Motor

Las baterías de los eléctricos impulsan el mayor cambio en la industria del automóvil de los últimos 100 años

La próxima década se presenta como un punto de inflexión en la industria automovilística, el momento en el que los coches eléctricos y las nuevas tecnologías orientadas a la conducción autónoma vivirán su momento de máximo apogeo.

La progresión hacia la electrificación es evidente. Tan solo hay que echar un ojo los productos que se han presentado en el Salón de París, donde gigantes como Volkswagen o Mercedes han ratificado esta tendencia.

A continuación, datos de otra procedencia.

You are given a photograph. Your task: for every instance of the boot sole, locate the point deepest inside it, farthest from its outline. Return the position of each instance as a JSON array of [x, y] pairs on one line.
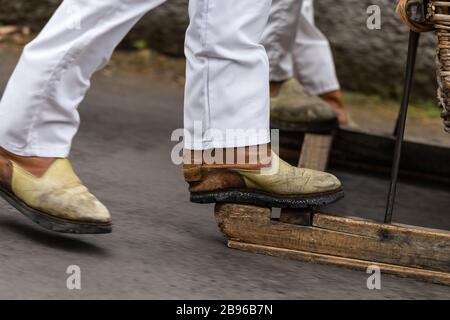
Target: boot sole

La carrera que comenzó por desarrollar los coches eléctricos ha supuesto un mayor desarrollo de las baterías y, como consecuencia, se ha logrado un abaratamiento sin precedentes que ha facilitado el avance en el apartado tecnológico.

De acuerdo con un estudio elaborado por Bloomberg New Energy Finance (BNEF) y la consultora estratégica McKinsey & Co., el precio de las baterías de ion-litio ha caído un 65% desde 2010 hasta ahora. En concreto, el coste ha pasado de ser de 1.000 dólares por kWh a 350 dólares (315 euros) por kWh. Además, el estudio muestra una evidente tendencia bajista que da pie a pensar que la reducción del precio se va a acentuar.

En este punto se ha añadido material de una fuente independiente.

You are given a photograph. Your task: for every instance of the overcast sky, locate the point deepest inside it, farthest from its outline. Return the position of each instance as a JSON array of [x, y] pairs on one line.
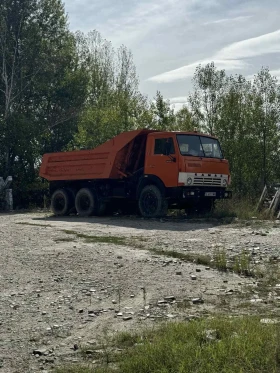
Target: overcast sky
[[169, 38]]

Las baterías son el coste principal que deben afrontar las marcas a la hora de fabricar un vehículo eléctrico - representan alrededor del 40% de los costes -, por lo que la disminución de inversión en este factor está permitiendo potenciar el apartado meramente tecnológico. De hecho, los avances en materia de conducción autónoma se han comenzado a notar con la primera flota de coches autónomos de Uber, que ha comenzado a operar en Pensilvania.

Precisamente el sector del transporte es uno de los agentes que se verán principalmente  afectado por esta gran revolución. Según el informe, la eliminación del conductor físico supondrá abaratar el servicio un 3,1%, un dato en el que se ha tenido en cuenta el coste del coche en propiedad, el salario del conductor y las retribuciones para el inversor.

Según Colin McKerracher, jefe de transporte en BNEF, hay que prepararse para lo que viene puesto que "los vehículos y la forma en la que se usan cambiará más en las dos próximas décadas que en los últimos 100 años".